Kritische Betrachtung der Vorwürfe

Verwendung verbotener Parolen: 

Die bewusste Nutzung einer Parole der SA, der paramilitärischen Organisation der NSDAP, bei öffentlichen Veranstaltungen unterstreicht nicht nur eine mögliche Verharmlosung der nationalsozialistischen Vergangenheit Deutschlands, sondern verstößt auch gegen deutsche Gesetze, die das Verwenden von Kennzeichen verfassungswidriger Organisationen verbieten.
 
Volksverhetzung: 

Die Anklage wegen Volksverhetzung aufgrund von Äußerungen, die eine ganze Gruppe von Menschen pauschal abwerten und mit Gewalt in Verbindung bringen, zeigt die Gefahren auf, die von solchen öffentlichen Statements ausgehen können. Sie tragen zur Verbreitung von Hass und zur Legitimierung von Gewalt bei, was insbesondere in einer so diversen Gesellschaft wie der deutschen besonders problematisch ist.

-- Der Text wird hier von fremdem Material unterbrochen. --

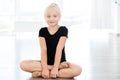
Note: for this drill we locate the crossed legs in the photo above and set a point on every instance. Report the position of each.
(66, 70)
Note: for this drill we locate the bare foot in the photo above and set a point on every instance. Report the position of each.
(64, 65)
(36, 74)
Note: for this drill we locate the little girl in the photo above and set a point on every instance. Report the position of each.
(52, 40)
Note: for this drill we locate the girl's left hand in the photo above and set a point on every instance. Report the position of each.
(54, 73)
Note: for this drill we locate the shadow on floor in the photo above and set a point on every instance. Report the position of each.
(48, 79)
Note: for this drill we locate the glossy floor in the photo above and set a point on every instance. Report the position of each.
(96, 51)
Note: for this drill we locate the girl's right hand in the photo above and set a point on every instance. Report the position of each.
(45, 73)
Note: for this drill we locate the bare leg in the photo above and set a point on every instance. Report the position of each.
(31, 65)
(72, 71)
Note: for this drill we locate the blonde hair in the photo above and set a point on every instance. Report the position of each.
(55, 6)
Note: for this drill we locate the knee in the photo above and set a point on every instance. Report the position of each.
(77, 71)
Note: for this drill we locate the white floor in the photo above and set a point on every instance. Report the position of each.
(96, 51)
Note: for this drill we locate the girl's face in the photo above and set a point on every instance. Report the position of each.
(52, 16)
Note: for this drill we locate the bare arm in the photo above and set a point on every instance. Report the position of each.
(59, 48)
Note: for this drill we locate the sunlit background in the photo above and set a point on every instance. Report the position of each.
(93, 41)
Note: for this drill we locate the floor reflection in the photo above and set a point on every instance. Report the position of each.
(96, 52)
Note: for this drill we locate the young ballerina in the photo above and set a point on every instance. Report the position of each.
(52, 40)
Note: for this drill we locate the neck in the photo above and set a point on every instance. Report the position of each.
(54, 27)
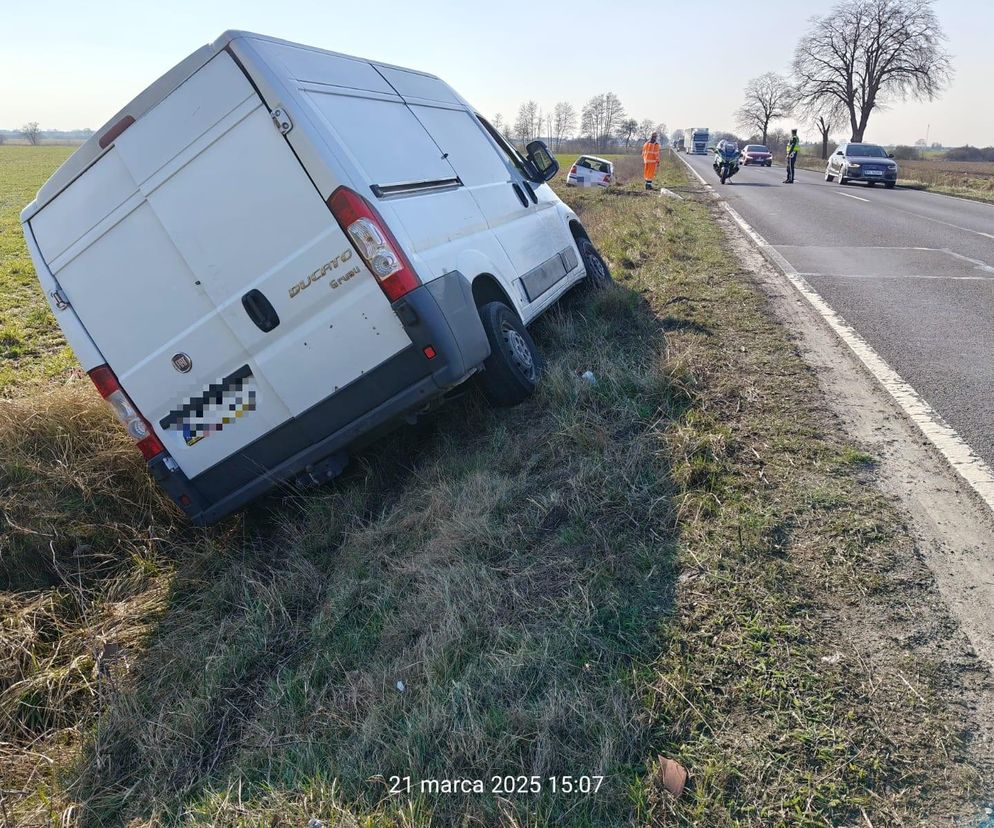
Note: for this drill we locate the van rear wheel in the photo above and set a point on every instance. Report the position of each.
(598, 275)
(511, 372)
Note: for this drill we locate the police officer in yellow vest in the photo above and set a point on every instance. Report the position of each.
(650, 159)
(793, 145)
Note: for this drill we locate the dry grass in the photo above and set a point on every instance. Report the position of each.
(656, 563)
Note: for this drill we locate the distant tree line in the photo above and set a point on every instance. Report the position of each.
(860, 57)
(601, 125)
(35, 135)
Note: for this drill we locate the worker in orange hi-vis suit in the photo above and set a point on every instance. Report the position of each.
(650, 159)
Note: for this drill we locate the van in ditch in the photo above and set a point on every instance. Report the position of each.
(276, 252)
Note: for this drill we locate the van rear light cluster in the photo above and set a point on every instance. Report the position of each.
(136, 425)
(373, 241)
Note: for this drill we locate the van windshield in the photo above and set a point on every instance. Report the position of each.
(505, 145)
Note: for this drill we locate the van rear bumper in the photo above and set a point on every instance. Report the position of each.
(440, 314)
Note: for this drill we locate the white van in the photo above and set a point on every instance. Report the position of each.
(275, 252)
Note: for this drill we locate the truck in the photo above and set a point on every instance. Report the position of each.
(276, 253)
(697, 140)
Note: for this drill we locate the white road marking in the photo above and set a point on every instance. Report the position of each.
(894, 276)
(850, 195)
(945, 223)
(956, 451)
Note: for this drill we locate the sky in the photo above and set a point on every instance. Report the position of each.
(71, 65)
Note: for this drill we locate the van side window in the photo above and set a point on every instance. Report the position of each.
(505, 145)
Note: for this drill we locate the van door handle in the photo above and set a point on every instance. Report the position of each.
(260, 310)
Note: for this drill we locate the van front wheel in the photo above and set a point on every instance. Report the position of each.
(598, 275)
(514, 366)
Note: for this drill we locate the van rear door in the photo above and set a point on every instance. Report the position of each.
(198, 254)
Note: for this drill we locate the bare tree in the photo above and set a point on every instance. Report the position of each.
(601, 116)
(867, 52)
(627, 129)
(528, 122)
(563, 122)
(32, 132)
(767, 98)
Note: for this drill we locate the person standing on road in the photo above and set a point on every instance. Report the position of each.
(650, 159)
(793, 145)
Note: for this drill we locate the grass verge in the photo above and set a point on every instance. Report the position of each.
(664, 562)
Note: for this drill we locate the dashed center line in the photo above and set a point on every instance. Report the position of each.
(850, 195)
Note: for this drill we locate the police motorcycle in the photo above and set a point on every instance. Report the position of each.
(726, 159)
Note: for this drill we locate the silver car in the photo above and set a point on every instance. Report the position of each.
(856, 161)
(590, 171)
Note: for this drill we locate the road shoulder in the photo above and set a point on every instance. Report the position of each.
(942, 576)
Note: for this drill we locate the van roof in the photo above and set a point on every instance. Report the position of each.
(90, 151)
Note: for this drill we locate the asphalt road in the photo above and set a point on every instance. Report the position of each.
(911, 272)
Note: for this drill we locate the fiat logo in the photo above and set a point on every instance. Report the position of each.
(182, 362)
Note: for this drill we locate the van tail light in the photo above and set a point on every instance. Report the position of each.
(136, 425)
(374, 242)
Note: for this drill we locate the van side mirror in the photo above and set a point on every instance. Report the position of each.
(542, 161)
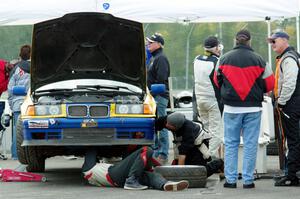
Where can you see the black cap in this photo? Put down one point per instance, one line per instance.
(243, 35)
(211, 42)
(156, 38)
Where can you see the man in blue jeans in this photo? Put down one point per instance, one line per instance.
(243, 77)
(158, 73)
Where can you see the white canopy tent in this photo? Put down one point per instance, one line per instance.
(17, 12)
(20, 12)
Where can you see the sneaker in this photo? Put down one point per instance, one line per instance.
(162, 161)
(132, 183)
(229, 185)
(176, 186)
(287, 181)
(249, 186)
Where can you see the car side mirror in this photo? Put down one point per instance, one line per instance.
(157, 89)
(19, 90)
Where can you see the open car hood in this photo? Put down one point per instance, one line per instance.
(88, 46)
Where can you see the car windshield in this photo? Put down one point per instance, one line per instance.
(90, 85)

Politische und gesellschaftliche Implikationen

Politische Verantwortung: Als öffentliche Figur und politischer Führer trägt Höcke eine besondere Verantwortung für seine Worte und Taten. Politische Führung erfordert eine Rhetorik, die die Gesellschaft nicht spaltet, sondern zusammenführt. Die Anklagen werfen daher nicht nur rechtliche, sondern auch ethische Fragen auf.
 
Einfluss auf die politische Kultur: 

Die Vorfälle rund um Höcke und die AfD in Thüringen können als Indikator für eine Verrohung der politischen Kultur gesehen werden, in der extremistische und spaltende Aussagen zunehmend in den Mainstream eindringen. Dies bedroht den demokratischen Diskurs und untergräbt die Grundlagen des demokratischen Zusammenlebens.

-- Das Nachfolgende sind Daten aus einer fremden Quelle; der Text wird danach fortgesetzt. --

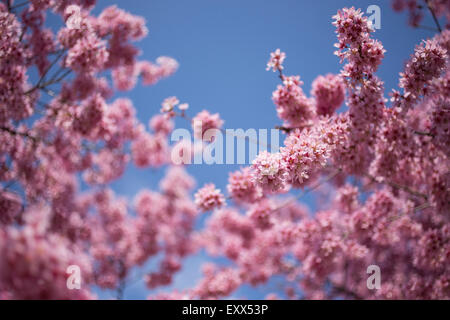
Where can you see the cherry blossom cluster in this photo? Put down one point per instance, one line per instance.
(382, 169)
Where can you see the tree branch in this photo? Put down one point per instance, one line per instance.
(434, 15)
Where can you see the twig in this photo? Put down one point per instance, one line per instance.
(434, 15)
(17, 133)
(399, 186)
(19, 5)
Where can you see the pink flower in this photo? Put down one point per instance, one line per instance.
(269, 172)
(242, 188)
(209, 198)
(276, 60)
(169, 104)
(329, 92)
(292, 104)
(205, 121)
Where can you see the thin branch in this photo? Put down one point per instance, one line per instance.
(420, 133)
(17, 133)
(20, 5)
(310, 189)
(38, 84)
(434, 15)
(399, 186)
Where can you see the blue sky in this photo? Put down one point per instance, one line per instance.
(223, 47)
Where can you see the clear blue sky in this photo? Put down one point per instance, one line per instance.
(223, 47)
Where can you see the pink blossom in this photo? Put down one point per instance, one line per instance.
(205, 121)
(329, 93)
(209, 198)
(276, 60)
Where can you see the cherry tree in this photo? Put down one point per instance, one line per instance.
(384, 163)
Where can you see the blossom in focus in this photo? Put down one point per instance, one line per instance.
(209, 198)
(276, 60)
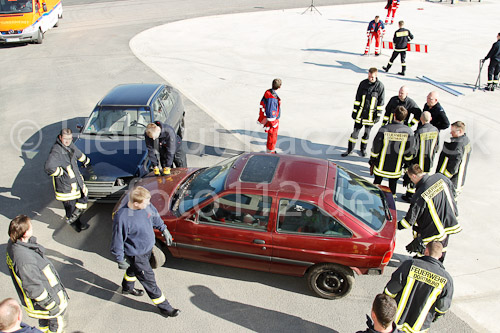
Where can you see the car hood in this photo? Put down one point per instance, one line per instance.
(113, 157)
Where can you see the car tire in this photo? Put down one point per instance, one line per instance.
(331, 281)
(157, 258)
(182, 128)
(39, 38)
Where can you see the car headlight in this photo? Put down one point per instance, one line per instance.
(29, 29)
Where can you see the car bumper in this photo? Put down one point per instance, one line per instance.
(18, 38)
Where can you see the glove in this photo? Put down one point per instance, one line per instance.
(168, 237)
(55, 310)
(123, 264)
(417, 246)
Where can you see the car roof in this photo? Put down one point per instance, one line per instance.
(137, 94)
(280, 172)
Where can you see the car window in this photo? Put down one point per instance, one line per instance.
(238, 210)
(360, 198)
(305, 218)
(112, 120)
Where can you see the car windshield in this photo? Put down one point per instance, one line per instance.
(118, 121)
(16, 6)
(204, 185)
(360, 198)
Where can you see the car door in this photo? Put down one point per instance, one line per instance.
(231, 230)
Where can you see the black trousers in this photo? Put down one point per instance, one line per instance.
(71, 205)
(179, 158)
(393, 182)
(493, 71)
(403, 58)
(54, 325)
(140, 269)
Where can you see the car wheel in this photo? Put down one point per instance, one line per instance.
(331, 281)
(182, 129)
(39, 38)
(157, 258)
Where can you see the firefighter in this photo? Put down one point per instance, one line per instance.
(401, 39)
(392, 146)
(409, 104)
(36, 280)
(423, 290)
(376, 29)
(132, 243)
(426, 146)
(269, 115)
(382, 316)
(392, 6)
(367, 110)
(433, 210)
(494, 66)
(439, 118)
(162, 140)
(455, 155)
(62, 165)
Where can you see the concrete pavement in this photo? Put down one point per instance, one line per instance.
(225, 63)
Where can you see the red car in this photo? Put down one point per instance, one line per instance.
(284, 214)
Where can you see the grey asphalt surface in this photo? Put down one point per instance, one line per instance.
(46, 87)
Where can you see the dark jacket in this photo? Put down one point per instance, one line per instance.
(454, 159)
(36, 280)
(426, 146)
(392, 146)
(494, 54)
(167, 143)
(433, 209)
(439, 118)
(401, 39)
(369, 101)
(133, 232)
(423, 290)
(409, 104)
(62, 165)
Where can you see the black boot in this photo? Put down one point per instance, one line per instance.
(350, 148)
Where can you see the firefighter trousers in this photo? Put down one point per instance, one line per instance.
(140, 269)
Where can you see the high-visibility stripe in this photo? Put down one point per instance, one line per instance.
(159, 300)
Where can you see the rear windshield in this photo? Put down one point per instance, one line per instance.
(260, 169)
(360, 198)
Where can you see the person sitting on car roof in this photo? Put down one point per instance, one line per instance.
(162, 140)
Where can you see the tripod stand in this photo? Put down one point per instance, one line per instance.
(311, 7)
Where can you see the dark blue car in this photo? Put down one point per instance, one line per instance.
(113, 136)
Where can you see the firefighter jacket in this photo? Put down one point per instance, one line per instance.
(433, 209)
(426, 146)
(423, 290)
(168, 140)
(62, 165)
(369, 101)
(439, 118)
(494, 54)
(409, 104)
(454, 159)
(133, 232)
(270, 109)
(376, 28)
(401, 39)
(36, 280)
(392, 4)
(392, 145)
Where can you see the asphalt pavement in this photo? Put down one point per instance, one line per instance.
(223, 64)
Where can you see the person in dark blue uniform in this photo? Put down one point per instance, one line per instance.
(132, 242)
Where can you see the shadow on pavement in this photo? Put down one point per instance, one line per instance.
(251, 317)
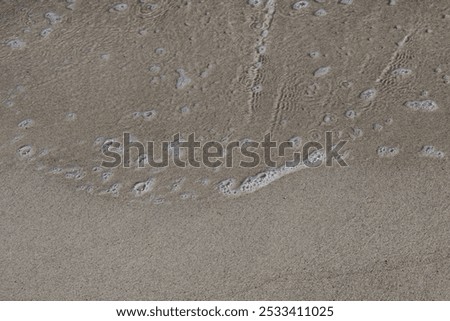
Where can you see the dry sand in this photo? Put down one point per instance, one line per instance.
(75, 73)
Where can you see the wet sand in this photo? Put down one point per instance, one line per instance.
(78, 74)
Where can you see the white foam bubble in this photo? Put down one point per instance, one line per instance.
(422, 105)
(431, 151)
(182, 80)
(314, 54)
(368, 94)
(143, 188)
(113, 190)
(71, 116)
(160, 51)
(25, 151)
(322, 71)
(26, 123)
(120, 7)
(185, 109)
(255, 3)
(300, 5)
(52, 17)
(262, 49)
(329, 118)
(155, 68)
(296, 141)
(177, 184)
(320, 13)
(387, 151)
(357, 133)
(106, 176)
(46, 32)
(350, 114)
(401, 72)
(76, 174)
(257, 88)
(16, 43)
(377, 127)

Verfassungsschutz und Extremismus: 

Die Einstufung der Thüringer AfD als gesichert rechtsextremistisch und die Beobachtung durch den Verfassungsschutz sind ernstzunehmende Hinweise darauf, dass Teile der Partei eine Bedrohung für die demokratische Ordnung darstellen könnten. Solche Bewertungen sollten Anlass zur Sorge geben und eine breite öffentliche Debatte über den Umgang mit Extremismus anregen.

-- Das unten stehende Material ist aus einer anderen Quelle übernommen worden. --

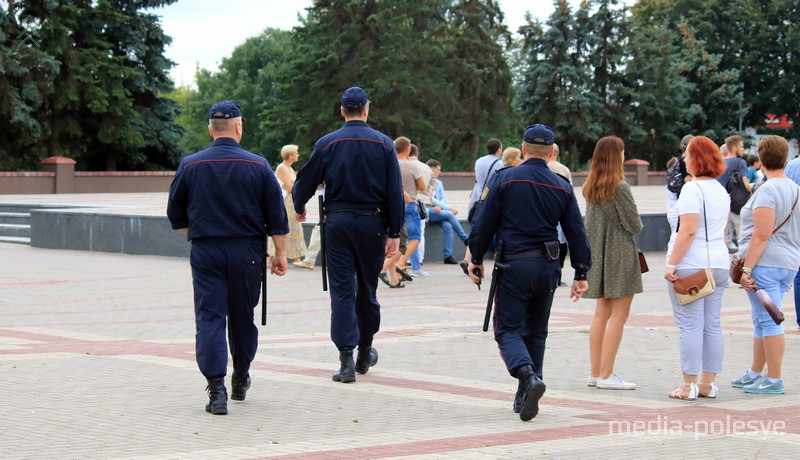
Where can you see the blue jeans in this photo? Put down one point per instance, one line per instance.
(413, 227)
(448, 222)
(797, 296)
(776, 282)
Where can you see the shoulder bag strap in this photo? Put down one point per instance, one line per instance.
(705, 224)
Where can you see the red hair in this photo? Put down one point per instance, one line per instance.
(705, 160)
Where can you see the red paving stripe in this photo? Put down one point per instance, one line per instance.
(456, 444)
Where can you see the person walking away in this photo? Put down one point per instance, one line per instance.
(224, 199)
(523, 205)
(363, 197)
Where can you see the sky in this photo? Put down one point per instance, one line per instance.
(205, 31)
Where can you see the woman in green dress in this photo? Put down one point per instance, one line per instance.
(612, 222)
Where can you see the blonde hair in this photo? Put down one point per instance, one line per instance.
(288, 150)
(607, 170)
(511, 155)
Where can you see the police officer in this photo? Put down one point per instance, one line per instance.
(224, 198)
(523, 205)
(363, 196)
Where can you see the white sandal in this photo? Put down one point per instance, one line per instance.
(712, 392)
(691, 396)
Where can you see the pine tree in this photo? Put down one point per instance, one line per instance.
(105, 106)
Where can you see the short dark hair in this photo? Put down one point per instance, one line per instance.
(493, 145)
(773, 151)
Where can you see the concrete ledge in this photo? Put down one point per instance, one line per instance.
(89, 229)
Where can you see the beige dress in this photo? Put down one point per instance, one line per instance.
(295, 240)
(611, 225)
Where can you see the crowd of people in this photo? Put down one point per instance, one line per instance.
(378, 196)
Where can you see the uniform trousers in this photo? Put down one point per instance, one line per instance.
(355, 247)
(226, 275)
(522, 310)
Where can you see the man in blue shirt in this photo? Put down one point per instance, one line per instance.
(224, 199)
(523, 206)
(363, 197)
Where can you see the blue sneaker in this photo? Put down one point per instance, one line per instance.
(765, 387)
(744, 380)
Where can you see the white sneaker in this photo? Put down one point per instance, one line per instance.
(615, 382)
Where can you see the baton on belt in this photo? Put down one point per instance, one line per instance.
(322, 243)
(498, 266)
(264, 281)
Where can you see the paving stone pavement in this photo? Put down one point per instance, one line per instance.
(97, 356)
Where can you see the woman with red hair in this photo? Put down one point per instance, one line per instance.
(698, 222)
(612, 222)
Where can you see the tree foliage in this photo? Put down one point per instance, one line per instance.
(90, 88)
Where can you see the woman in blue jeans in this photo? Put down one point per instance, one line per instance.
(770, 247)
(442, 214)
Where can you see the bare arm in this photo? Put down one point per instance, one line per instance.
(763, 222)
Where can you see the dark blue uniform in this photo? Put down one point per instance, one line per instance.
(523, 206)
(363, 196)
(226, 196)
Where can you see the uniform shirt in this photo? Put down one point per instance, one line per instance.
(225, 191)
(359, 168)
(523, 206)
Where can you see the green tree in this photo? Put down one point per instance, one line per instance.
(434, 70)
(26, 74)
(105, 106)
(249, 76)
(557, 88)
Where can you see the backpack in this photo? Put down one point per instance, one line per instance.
(737, 190)
(674, 177)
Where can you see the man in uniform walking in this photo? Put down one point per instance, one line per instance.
(363, 197)
(523, 205)
(224, 199)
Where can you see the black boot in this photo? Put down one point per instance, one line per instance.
(518, 398)
(239, 386)
(367, 357)
(532, 391)
(217, 397)
(347, 370)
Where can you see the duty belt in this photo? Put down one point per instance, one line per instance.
(532, 254)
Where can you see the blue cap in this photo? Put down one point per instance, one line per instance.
(539, 134)
(225, 110)
(354, 98)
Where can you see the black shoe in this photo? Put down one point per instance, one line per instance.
(347, 368)
(217, 397)
(403, 274)
(518, 398)
(533, 389)
(367, 357)
(239, 386)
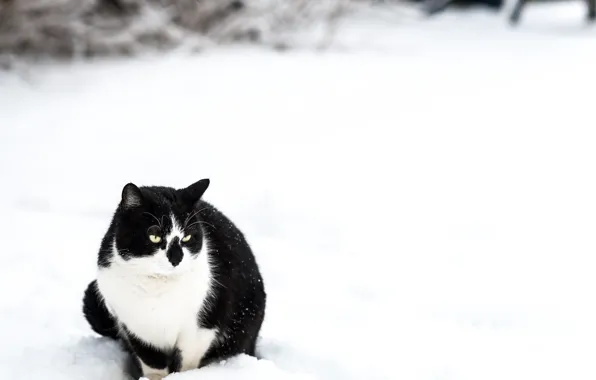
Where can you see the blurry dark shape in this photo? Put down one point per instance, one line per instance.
(237, 5)
(37, 30)
(433, 7)
(515, 15)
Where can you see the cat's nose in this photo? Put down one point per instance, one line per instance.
(174, 252)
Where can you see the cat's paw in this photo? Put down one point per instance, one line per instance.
(153, 376)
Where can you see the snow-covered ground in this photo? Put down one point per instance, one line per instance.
(421, 198)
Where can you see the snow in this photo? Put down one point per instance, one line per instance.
(421, 197)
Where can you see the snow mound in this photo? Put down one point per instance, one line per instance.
(240, 368)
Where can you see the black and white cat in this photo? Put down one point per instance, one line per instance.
(177, 282)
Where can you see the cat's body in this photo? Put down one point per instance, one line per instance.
(177, 282)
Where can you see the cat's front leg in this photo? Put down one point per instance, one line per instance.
(153, 363)
(152, 373)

In der Gesamtschau machen die Vorwürfe gegen Höcke deutlich, dass die Grenzen zwischen politischer Meinungsäußerung und rechtlich sowie moralisch inakzeptablem Verhalten sorgfältig überwacht und bewertet werden müssen. Sie erinnern daran, dass die Aufarbeitung der Vergangenheit und der Schutz der Demokratie ständige Aufgaben sind, die Engagement und Wachsamkeit erfordern.